正力松太郎賞が原辰徳監督で本当にいいの?

Adsc_0277今シーズンのプロ野球の発展に最も貢献した監督や選手に贈られる「正力松太郎賞」に今年はジャイアンツの原辰徳監督と阿部慎之助が選ばれた。21日の「2012プロ野球コンベンション」で表彰される。過去にも二人での受賞はあったが、同一球団からの複数受賞は初めて。例年日本一になった球団の優勝監督が選ばれるから、原監督の受賞は妥当な人選と一見思えるが、今年に関して原監督で本当にいいのだろうか?といういささかな疑問がある。理由はもちろんあの件があるから…。


(写真:同一球団から初の正力松太郎賞複数受賞となった原辰徳監督と阿部慎之助。201210月撮影)

“今シーズンのプロ野球の発展に最も貢献した監督や選手に贈られる「正力松太郎賞」”という冒頭のフレーズは日本野球機構のホームページからのそのまま引用した。正力松太郎とは“巨人軍を創設した日本プロ野球の父”(「野球殿堂2012」財団法人野球体育博物館編より)といえる人物で、プロ野球をテレビを巧みに使って隆盛に導いた功績が大きく、その功績を記念して1977年に正力松太郎賞が制定された。ジャイアンツのオーナーとしては有名な“正力松太郎の遺訓”を遺している。



巨人軍は常に強くあれ


巨人軍は常に紳士たれ

巨人軍はアメリカ野球に追いつけ、そして追い越せ


大正力といわれた正力松太郎のお膝元のジャイアンツから自らの名を冠した賞に二人の同時受賞とは大正力もさぞ喜んでいるだろうが、原辰徳監督は「巨人軍は常に紳士たれ」のフレーズに堂々と向き合って来たと今年言えるのだろうか?


「一億円を払った相手が反社会的勢力の人物だとは思わなかった」

 

先日の野球大喜利で、その遺訓を「巨人軍は紳助たれ」と一文字替えていた人物がいたが、これでは島田紳助と変わりない。いや、曲がりなりにも一線を退いた島田紳助の方が潔い。原監督にとっては「僕の中ではセーフやと」なのかもしれないが…<苦笑>。それはともかくこのセリフがすべての免罪符になってしまったのか、プロ野球界が暴力団を排除しようとしている中、当事者の証言のみを信じて調査をしないばかりか「がんばってください」と激励したという加藤良三コミッショナーの罪も重いが、チームが勝ち続ければ手に入れることが出来るリーグ優勝、日本一、アジアチャンピオンの栄誉はともかく、日本のプロ野球界で最高の栄誉といわれる「正力松太郎賞」を与えてしまって良いのだろうか?

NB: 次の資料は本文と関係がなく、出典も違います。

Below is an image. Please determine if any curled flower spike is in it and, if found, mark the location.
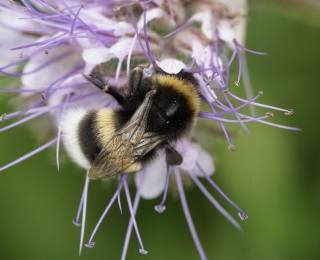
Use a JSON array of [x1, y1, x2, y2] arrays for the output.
[[0, 0, 299, 259]]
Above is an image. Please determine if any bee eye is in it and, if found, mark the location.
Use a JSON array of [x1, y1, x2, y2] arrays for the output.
[[166, 101, 178, 117]]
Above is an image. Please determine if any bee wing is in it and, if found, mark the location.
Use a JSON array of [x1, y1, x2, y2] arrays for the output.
[[88, 90, 159, 179], [88, 129, 165, 179]]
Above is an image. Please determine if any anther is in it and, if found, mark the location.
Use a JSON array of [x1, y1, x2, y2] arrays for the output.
[[139, 248, 148, 255], [84, 242, 95, 248], [72, 219, 81, 227], [284, 109, 294, 116], [154, 205, 166, 213], [238, 211, 248, 220], [1, 113, 7, 121], [229, 144, 236, 152], [266, 112, 273, 117]]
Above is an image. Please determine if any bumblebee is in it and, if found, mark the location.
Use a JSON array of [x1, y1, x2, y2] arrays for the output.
[[62, 64, 200, 180]]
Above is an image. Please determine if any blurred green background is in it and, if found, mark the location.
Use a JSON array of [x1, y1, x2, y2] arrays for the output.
[[0, 1, 320, 260]]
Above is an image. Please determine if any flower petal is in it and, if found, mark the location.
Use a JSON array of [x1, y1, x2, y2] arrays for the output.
[[156, 59, 187, 74], [192, 145, 215, 177], [176, 138, 198, 170]]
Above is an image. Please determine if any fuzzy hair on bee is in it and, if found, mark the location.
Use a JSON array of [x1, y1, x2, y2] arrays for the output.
[[62, 64, 200, 180]]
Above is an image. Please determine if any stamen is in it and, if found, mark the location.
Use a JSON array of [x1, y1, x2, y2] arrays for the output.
[[173, 167, 207, 260], [142, 5, 156, 65], [188, 171, 242, 231], [1, 113, 7, 121], [85, 176, 124, 248], [0, 138, 57, 172], [123, 178, 148, 254], [56, 93, 71, 171], [127, 7, 154, 64], [72, 179, 87, 227], [121, 169, 147, 260], [79, 175, 90, 255], [154, 163, 170, 213], [196, 162, 248, 220]]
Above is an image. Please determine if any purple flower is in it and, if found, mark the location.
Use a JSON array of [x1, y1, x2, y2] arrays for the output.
[[0, 0, 297, 259]]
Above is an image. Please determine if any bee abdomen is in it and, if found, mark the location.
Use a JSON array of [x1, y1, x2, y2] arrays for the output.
[[61, 108, 91, 170]]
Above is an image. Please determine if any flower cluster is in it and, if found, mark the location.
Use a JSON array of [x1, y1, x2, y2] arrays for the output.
[[0, 0, 295, 259]]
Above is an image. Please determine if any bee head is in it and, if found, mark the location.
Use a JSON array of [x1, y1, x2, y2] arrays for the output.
[[147, 88, 194, 139]]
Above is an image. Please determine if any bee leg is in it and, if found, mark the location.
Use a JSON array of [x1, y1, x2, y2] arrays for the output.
[[129, 66, 143, 95], [165, 144, 183, 165], [82, 64, 125, 105]]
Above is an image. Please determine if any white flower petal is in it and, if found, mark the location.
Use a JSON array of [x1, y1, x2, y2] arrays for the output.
[[135, 154, 167, 199], [192, 145, 215, 177], [156, 59, 186, 74], [176, 138, 198, 170]]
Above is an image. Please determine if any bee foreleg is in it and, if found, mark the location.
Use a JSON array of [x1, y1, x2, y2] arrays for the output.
[[82, 64, 125, 105], [165, 143, 183, 165]]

さらにいえば、同時受賞の阿部慎之助も開幕前に朝日新聞がスクープした巨額契約金の実態、申し合わせとはいえ最高標準額をはるかに超える10億円の契約金をもらっていたと報じられた人物だ。阿部に関しては支払う方により問題があるとの見方も成り立つが、これではどんなことをしようが勝ったものがえらいと言っているのも同じだ。数字のみで評価される賞ではなく、選考委員が選ぶ賞が見て見ぬ振りをする。極論すれば今年に限って「該当者無し」にしてもいいと思う。

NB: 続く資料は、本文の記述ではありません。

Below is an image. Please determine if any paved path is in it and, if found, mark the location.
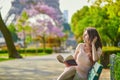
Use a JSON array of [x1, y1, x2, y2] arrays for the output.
[[0, 53, 109, 80]]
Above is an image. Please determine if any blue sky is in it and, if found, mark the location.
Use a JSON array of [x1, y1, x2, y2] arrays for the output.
[[59, 0, 91, 22]]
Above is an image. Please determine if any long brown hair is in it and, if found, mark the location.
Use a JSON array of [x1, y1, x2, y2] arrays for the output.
[[85, 27, 102, 65], [85, 27, 102, 50]]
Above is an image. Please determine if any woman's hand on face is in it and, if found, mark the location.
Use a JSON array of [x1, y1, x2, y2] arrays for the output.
[[92, 37, 97, 44]]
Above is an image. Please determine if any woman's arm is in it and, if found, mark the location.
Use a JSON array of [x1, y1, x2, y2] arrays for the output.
[[92, 37, 102, 62], [92, 44, 102, 62], [74, 43, 82, 60]]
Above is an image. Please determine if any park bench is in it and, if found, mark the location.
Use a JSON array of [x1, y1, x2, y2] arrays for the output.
[[88, 62, 103, 80]]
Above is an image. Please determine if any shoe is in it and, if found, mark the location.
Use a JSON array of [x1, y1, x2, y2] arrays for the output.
[[57, 55, 64, 63]]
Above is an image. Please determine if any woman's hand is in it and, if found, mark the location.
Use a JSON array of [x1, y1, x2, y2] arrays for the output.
[[92, 37, 97, 44]]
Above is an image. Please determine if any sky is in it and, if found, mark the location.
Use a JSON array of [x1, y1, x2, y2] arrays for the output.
[[0, 0, 93, 22], [59, 0, 90, 22]]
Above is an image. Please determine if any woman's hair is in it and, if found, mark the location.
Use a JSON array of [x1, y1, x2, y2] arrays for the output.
[[85, 27, 102, 50]]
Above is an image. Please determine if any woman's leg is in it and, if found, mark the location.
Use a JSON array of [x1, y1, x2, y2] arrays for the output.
[[57, 66, 76, 80]]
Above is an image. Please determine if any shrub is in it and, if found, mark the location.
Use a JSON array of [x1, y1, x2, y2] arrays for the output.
[[0, 48, 53, 54], [114, 53, 120, 80]]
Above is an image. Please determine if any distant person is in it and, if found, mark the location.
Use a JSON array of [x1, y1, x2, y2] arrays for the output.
[[57, 27, 102, 80]]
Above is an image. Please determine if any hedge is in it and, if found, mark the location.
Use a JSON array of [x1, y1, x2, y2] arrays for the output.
[[114, 54, 120, 80], [0, 48, 53, 54]]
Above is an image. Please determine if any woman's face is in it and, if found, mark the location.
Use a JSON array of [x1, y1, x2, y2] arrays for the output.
[[83, 31, 90, 43]]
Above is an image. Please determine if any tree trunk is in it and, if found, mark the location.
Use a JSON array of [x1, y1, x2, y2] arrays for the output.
[[0, 13, 22, 58]]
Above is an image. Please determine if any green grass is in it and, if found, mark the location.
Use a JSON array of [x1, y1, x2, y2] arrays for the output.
[[0, 52, 50, 62]]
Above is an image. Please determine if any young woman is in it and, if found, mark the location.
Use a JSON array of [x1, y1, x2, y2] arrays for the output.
[[57, 27, 102, 80]]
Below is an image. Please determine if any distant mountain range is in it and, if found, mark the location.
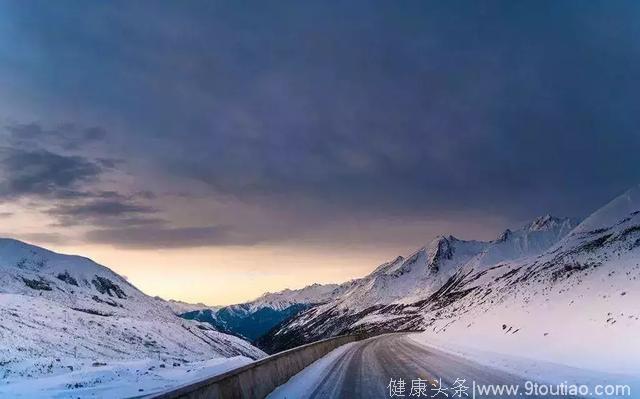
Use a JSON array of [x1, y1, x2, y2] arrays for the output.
[[257, 186, 640, 372], [177, 284, 340, 342], [174, 187, 640, 371]]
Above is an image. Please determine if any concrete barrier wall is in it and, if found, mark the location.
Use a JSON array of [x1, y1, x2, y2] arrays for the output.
[[151, 335, 365, 399]]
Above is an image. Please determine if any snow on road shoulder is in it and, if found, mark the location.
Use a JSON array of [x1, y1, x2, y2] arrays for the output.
[[407, 333, 640, 394], [0, 356, 253, 399], [267, 342, 356, 399]]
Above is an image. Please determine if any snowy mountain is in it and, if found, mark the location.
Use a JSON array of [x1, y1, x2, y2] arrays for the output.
[[0, 239, 264, 396], [260, 186, 640, 373], [181, 284, 341, 342], [258, 209, 616, 351]]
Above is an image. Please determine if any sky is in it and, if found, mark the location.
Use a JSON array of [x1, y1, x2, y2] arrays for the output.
[[0, 0, 640, 304]]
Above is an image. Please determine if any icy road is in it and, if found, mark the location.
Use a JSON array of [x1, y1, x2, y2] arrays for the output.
[[269, 334, 572, 399]]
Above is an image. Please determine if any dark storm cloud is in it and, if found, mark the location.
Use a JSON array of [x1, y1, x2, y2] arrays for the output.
[[0, 1, 640, 247], [0, 147, 102, 198], [86, 226, 256, 248], [5, 122, 107, 149], [47, 198, 163, 226]]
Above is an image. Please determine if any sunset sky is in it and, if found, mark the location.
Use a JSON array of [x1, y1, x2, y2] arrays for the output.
[[0, 1, 640, 304]]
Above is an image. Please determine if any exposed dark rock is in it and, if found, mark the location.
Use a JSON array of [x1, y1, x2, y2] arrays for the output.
[[22, 277, 51, 291], [56, 270, 78, 287], [91, 276, 127, 299]]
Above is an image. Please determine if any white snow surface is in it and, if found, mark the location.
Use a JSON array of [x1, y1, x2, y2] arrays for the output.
[[302, 215, 577, 312], [0, 239, 265, 397], [274, 186, 640, 380]]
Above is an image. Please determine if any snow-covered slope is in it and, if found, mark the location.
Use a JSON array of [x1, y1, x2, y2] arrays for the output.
[[269, 186, 640, 374], [164, 297, 222, 315], [181, 284, 342, 342], [0, 239, 264, 398]]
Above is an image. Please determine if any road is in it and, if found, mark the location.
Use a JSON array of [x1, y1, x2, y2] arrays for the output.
[[269, 334, 572, 399]]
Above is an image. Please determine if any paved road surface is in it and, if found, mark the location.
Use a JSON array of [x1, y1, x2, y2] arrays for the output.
[[270, 334, 568, 399]]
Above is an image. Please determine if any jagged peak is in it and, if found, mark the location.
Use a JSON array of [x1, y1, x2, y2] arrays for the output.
[[427, 235, 459, 265], [496, 229, 513, 242]]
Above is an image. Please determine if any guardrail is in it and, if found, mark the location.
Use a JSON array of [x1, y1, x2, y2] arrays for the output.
[[150, 334, 368, 399]]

原監督と阿部に賞を授けるのであれば、いっそのこと賞の名前を「渡邉恒雄賞」と替えて“誰に何と言われようと今シーズンの巨人軍の発展に最も貢献した監督や選手に贈られる”賞として制定した方が良い。

Blog2011815日付エントリー巨人軍正力亨名誉オーナー逝く でふれたように、渡邉恒雄現球団会長がオーナーに就任した際、ジャイアンツが年に一回、シーズン前に発行していたDATA BOOK(いわゆる公式メディアガイド)から、それまで必ずオーナーご挨拶の次のページに掲載されていた正力松太郎の遺訓と巨人軍憲章が削除された。

渡邉オーナーの前のオーナーは正力松太郎の長男の正力亨、いわゆる「小正力」だったが、正力家から完全にジャイアンツ球団を掌握した証として渡邉オーナーは正力家支配の象徴とも思える遺訓と憲章を削除したのではないかと敗戦処理。は邪推している。オーナー就任後の数々の我田引水な言動に関してはここで一々触れるまでもないだろう。もちろん江川卓獲得に関する「江川問題」などナベツネ以前からこの球団はダーティーなことをしていたが、ナベツネ以後、勝利至上主義に拍車がかかったと見て大筋で間違いないだろう。

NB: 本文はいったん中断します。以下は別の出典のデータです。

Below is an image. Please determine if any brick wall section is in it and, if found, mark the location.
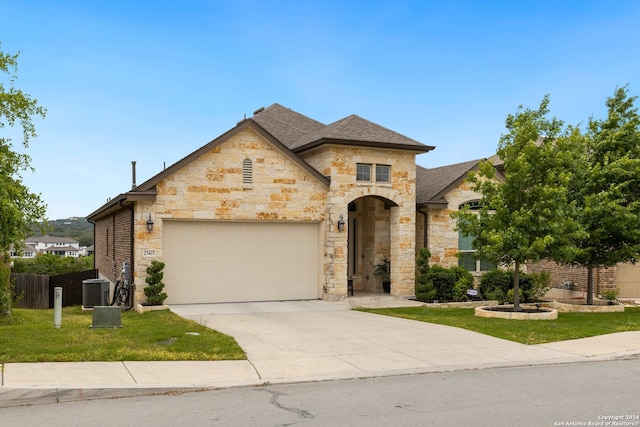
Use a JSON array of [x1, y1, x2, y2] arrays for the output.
[[527, 260, 616, 294], [94, 208, 131, 282]]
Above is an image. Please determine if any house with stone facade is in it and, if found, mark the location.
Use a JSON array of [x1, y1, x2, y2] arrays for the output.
[[88, 104, 436, 304], [416, 159, 503, 278], [88, 104, 640, 304]]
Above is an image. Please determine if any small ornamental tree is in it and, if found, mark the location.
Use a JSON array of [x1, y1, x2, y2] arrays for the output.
[[0, 46, 46, 316], [144, 260, 167, 305], [452, 96, 581, 311], [572, 87, 640, 304]]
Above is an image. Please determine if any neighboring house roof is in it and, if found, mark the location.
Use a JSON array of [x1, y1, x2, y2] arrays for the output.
[[87, 104, 434, 221], [9, 243, 36, 252], [416, 159, 484, 206], [43, 246, 78, 252], [25, 234, 79, 244]]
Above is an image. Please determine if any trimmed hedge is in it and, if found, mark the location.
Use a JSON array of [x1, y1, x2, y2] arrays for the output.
[[480, 268, 539, 304], [416, 249, 473, 302]]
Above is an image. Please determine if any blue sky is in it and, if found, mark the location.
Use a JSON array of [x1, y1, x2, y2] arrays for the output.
[[0, 0, 640, 219]]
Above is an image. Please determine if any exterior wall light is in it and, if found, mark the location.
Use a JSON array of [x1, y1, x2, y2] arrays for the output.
[[147, 214, 153, 233]]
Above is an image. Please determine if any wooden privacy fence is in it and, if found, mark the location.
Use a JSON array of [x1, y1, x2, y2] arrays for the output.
[[11, 270, 98, 308]]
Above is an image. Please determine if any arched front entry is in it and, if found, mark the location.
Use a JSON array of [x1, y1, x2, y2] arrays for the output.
[[347, 196, 398, 293]]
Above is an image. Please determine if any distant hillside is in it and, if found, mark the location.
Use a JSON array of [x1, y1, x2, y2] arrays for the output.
[[31, 216, 93, 246]]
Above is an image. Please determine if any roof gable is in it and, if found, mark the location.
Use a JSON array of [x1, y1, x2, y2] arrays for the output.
[[416, 159, 483, 205], [248, 104, 434, 153], [250, 104, 325, 148], [291, 114, 433, 152]]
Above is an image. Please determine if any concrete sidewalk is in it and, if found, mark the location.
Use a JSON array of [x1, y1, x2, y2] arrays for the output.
[[0, 299, 640, 407]]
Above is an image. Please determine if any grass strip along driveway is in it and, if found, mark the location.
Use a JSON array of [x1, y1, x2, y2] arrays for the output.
[[0, 307, 246, 363], [358, 307, 640, 344]]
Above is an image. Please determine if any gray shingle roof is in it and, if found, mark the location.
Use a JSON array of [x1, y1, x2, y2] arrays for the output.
[[416, 159, 483, 204], [251, 104, 325, 148], [251, 104, 433, 152]]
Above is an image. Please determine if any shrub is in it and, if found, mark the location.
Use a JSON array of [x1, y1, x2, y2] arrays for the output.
[[507, 288, 525, 304], [480, 268, 546, 302], [484, 288, 507, 304], [416, 248, 473, 302], [416, 248, 437, 302], [526, 271, 551, 301], [453, 273, 473, 301], [0, 266, 13, 317], [144, 260, 167, 305]]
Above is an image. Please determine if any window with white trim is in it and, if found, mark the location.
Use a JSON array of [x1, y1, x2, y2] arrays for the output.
[[356, 163, 371, 182], [458, 200, 497, 273], [376, 165, 391, 182], [242, 159, 253, 186]]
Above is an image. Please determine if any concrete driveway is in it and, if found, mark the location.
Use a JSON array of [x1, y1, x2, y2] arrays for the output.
[[171, 300, 575, 382]]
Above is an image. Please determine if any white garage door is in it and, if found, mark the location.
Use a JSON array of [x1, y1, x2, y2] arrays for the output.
[[616, 264, 640, 298], [163, 221, 320, 304]]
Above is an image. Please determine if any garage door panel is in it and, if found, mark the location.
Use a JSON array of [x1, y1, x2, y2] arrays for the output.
[[163, 221, 319, 304]]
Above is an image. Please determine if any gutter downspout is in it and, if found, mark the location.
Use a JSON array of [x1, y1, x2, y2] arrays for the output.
[[87, 219, 96, 270], [118, 202, 136, 309]]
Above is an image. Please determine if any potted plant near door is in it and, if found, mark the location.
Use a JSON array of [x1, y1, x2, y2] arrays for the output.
[[373, 256, 391, 294]]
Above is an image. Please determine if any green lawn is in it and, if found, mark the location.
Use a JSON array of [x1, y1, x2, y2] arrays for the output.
[[0, 307, 246, 363], [358, 307, 640, 344]]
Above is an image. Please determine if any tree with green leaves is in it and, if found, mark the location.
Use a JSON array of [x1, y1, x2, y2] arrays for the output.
[[143, 260, 167, 305], [452, 96, 581, 311], [572, 87, 640, 304], [0, 45, 46, 314]]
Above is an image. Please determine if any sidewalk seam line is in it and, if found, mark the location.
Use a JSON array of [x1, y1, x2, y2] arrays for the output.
[[120, 360, 138, 384], [247, 358, 262, 380]]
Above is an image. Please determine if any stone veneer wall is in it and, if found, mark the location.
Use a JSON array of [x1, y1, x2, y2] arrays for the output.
[[135, 129, 330, 300], [301, 145, 416, 300], [418, 182, 481, 267]]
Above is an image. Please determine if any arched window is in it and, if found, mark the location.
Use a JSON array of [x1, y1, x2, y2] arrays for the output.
[[458, 200, 496, 273], [242, 159, 253, 187]]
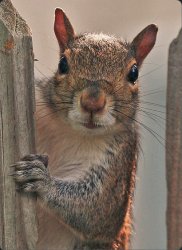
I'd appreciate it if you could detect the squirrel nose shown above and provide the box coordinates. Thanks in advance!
[80,87,106,113]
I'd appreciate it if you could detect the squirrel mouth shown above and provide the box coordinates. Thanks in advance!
[82,120,102,129]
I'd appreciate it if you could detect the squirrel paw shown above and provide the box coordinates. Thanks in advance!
[10,154,50,193]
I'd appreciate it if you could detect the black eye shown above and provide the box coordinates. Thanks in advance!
[128,64,138,84]
[58,56,69,74]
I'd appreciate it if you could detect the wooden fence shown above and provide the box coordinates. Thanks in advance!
[0,0,182,250]
[0,0,37,250]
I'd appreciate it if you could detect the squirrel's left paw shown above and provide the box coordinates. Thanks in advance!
[10,155,50,194]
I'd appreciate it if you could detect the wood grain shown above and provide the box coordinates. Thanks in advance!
[0,0,37,250]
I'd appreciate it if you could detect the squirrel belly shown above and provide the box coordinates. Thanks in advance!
[13,9,157,250]
[36,87,138,250]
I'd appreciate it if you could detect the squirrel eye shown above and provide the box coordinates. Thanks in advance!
[58,56,69,74]
[127,64,138,84]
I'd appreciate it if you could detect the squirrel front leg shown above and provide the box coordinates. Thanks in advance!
[13,155,131,249]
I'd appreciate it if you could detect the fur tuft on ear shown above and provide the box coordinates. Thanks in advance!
[131,24,158,66]
[54,8,75,51]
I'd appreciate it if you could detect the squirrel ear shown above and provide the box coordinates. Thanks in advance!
[131,24,158,66]
[54,8,75,51]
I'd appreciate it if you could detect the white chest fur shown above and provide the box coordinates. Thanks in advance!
[36,105,109,179]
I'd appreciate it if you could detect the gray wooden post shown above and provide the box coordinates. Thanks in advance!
[166,26,182,250]
[0,0,37,250]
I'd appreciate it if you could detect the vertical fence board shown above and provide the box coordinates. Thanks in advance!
[0,0,37,250]
[166,27,182,250]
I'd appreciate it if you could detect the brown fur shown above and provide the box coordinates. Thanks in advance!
[14,10,157,250]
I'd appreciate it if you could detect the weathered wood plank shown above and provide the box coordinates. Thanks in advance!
[166,29,182,250]
[0,0,37,250]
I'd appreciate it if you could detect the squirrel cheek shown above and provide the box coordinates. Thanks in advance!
[129,83,138,94]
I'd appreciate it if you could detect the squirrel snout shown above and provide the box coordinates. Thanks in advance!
[80,87,106,113]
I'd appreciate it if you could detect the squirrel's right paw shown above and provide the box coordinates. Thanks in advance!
[11,155,51,194]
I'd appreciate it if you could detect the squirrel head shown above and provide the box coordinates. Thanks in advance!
[51,9,158,135]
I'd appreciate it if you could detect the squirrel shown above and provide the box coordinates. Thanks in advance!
[14,8,158,250]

その人物が球団だけでなく実質的に日本のプロ野球界のトップに君臨していると揶揄され、その傀儡の人物が正真正銘のトップであるコミッショナーに居座るという構図がもはや多くのファンにとって(善し悪しではなく)公然の事実となっている今、正力松太郎の名前を冠した賞の受賞基準にケチをつけることが空虚なのだなと認めつつも、原監督の問題を素通りにしてしまって本当に良いのかという、これが最後かもしれない遠吠えをしておきたい。

今年の正力松太郎賞に原監督が選ばれるであろう事は敗戦処理。にも想像は出来ていた。もしも発表日が前もってわかっていたら、このエントリーは先に書いていたが…


もう、間に合わない…。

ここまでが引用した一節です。